I don’t know what the going rate for a ventriloquist’s dummy is, but John Beagles and Graham Ramsay, two young artists from Scotland, are asking £10,000 for a pair that they have made for their first London exhibition. Cast in plastic resin and hand painted with wigs, eyebrows and lashes, the dummies are self-portraits – doppelgangers down to the prescription glasses – and come with satin lined presentation boxes.

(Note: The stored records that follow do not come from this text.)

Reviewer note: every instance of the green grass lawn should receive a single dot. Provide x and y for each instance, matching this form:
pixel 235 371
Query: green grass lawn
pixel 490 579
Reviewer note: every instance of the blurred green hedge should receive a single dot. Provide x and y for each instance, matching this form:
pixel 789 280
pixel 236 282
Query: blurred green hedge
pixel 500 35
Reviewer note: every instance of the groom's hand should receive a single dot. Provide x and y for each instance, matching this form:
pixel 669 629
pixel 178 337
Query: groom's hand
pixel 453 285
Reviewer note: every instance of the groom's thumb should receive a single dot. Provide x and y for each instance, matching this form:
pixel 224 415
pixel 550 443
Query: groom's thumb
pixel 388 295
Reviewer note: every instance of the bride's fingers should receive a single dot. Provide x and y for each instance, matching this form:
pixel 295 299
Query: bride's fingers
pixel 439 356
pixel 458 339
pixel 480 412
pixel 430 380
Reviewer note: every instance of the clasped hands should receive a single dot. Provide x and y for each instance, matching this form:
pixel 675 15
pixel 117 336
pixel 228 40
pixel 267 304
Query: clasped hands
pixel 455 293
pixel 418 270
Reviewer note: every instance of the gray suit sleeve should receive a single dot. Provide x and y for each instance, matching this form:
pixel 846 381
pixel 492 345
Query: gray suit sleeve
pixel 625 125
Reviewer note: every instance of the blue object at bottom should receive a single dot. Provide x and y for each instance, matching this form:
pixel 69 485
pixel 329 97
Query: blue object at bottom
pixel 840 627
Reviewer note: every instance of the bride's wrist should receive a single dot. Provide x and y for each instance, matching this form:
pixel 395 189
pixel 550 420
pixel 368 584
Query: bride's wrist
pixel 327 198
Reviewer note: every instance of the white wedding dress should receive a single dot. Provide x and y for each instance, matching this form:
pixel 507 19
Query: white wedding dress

Since they began working together as students in 1996, Beagles and Ramsay have portrayed themselves in a variety of situations which play on the borderline between the comic and the macabre. Their exhibition is called ‘Dead Of Night’ and is inspired by Michael Redgrave’s performance in the 1945 film of the same title. It is, says Ramsay, a look at “the darker side of entertainment”. For the exhibition, the artists are transforming the Gasworks Gallery into a Victorian music hall. In the main room, gilt framed photographs hang like publicity posters for the production. Footlit on stage are the two dummies. Although the dummies lips do not move, their mocking, whining voices are heard, relayed from the soundtrack of a video playing in an adjacent room. The video was filmed in an abandoned 19th century music hall in Glasgow where Stan Laurel and Cary Grant made their theatrical debuts. Once home also to a freak show and menagarie, it’s ghosts haunt the artists and their dummies.

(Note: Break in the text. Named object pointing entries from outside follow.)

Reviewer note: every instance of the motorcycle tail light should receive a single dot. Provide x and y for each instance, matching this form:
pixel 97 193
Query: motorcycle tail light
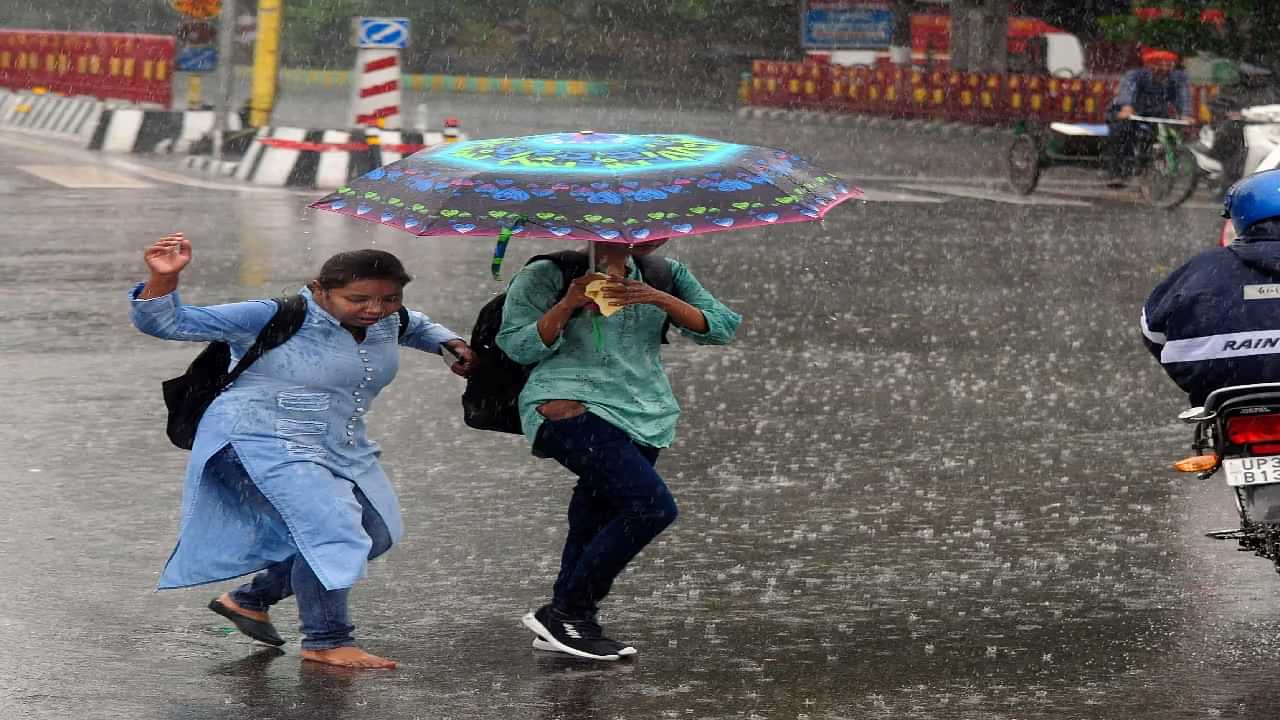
pixel 1196 463
pixel 1249 429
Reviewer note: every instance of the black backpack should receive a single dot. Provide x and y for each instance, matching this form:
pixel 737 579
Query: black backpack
pixel 190 393
pixel 492 397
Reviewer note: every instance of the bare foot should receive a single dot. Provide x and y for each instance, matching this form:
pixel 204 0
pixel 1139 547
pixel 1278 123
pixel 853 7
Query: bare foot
pixel 225 598
pixel 348 656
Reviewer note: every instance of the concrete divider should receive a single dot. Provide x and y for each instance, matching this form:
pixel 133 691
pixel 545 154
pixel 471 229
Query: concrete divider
pixel 95 124
pixel 324 159
pixel 69 118
pixel 128 130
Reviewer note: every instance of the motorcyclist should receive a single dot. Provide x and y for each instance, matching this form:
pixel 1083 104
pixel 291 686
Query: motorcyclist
pixel 1215 322
pixel 1156 90
pixel 1255 87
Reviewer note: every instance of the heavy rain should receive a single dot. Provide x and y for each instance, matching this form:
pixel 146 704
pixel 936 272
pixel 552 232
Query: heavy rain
pixel 929 478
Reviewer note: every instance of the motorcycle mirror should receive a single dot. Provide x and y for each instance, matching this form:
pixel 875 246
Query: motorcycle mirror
pixel 1196 415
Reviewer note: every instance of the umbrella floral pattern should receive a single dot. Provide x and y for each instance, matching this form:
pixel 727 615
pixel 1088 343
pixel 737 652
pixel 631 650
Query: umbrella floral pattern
pixel 604 187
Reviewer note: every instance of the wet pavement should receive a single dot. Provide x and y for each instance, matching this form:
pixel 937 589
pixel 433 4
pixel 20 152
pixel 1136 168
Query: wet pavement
pixel 929 479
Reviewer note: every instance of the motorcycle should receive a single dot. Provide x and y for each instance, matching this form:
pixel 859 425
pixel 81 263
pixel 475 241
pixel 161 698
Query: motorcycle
pixel 1238 431
pixel 1261 144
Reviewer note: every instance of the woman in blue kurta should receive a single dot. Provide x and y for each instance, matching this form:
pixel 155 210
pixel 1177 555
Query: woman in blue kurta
pixel 599 402
pixel 282 477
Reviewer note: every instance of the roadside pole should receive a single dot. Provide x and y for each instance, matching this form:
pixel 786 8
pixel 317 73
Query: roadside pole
pixel 195 91
pixel 266 57
pixel 223 99
pixel 375 87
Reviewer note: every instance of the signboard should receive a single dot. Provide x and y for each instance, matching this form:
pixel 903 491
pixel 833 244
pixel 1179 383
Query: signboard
pixel 835 24
pixel 199 8
pixel 389 33
pixel 196 60
pixel 196 32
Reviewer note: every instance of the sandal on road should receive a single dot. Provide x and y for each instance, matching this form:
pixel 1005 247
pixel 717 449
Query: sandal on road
pixel 256 629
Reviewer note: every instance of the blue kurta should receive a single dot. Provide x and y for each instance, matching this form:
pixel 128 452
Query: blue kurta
pixel 296 418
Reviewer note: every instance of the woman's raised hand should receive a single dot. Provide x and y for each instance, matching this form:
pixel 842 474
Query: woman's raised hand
pixel 576 294
pixel 168 255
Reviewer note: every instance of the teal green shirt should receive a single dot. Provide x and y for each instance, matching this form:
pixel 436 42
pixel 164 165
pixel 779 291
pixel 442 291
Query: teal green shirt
pixel 622 381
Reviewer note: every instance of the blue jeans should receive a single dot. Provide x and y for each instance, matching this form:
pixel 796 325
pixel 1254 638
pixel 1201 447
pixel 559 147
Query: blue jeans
pixel 620 504
pixel 321 613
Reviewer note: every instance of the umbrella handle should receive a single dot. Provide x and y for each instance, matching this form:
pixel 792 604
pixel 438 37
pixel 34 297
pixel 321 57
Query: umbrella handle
pixel 499 250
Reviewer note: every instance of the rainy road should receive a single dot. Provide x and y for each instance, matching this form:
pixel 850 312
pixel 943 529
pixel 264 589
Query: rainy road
pixel 927 481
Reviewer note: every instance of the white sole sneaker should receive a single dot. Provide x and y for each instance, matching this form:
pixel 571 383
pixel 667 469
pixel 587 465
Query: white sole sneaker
pixel 531 623
pixel 540 645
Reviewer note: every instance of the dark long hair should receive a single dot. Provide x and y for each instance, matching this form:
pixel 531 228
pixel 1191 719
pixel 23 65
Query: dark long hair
pixel 346 268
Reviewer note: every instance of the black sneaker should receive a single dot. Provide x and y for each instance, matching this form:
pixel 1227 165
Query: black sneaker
pixel 580 638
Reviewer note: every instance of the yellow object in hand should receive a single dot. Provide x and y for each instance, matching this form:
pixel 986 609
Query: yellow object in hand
pixel 595 291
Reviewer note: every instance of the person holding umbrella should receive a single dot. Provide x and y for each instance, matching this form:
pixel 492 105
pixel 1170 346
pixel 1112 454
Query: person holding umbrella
pixel 282 478
pixel 598 401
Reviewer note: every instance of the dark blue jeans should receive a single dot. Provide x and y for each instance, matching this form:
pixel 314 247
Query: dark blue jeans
pixel 620 504
pixel 321 613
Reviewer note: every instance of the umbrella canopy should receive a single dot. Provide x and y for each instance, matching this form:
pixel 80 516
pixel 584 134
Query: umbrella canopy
pixel 603 187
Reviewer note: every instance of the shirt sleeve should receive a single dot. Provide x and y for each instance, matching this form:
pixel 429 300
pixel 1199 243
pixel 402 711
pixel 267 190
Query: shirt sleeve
pixel 425 335
pixel 721 322
pixel 533 292
pixel 167 318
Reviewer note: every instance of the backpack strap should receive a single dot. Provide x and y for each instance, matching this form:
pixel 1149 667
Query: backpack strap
pixel 289 314
pixel 403 315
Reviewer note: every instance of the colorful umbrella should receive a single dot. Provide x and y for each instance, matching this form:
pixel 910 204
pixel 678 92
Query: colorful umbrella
pixel 594 186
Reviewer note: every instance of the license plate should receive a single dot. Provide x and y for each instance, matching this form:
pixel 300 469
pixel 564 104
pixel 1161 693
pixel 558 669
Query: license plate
pixel 1252 470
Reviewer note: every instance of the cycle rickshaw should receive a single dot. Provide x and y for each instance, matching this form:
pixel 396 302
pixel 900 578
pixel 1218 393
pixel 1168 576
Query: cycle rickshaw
pixel 1165 171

Since Beagles and Ramsay are independent artists, without a dealer, prices for their work pretty much relates to cost. Construction of the dummies was made after extensive research in America. The gilt framed photographs are priced between £700 and £1000, and the video at £250. But Beagles and Ramsay are on their way up. After this show, they will take part in the first exhibition of contemporary Scottish art to be held at the prestigious Venice Biennale. Here they will use their own blood to make a black pudding. “Not something,” says Ramsay, “to be served at the opening party.”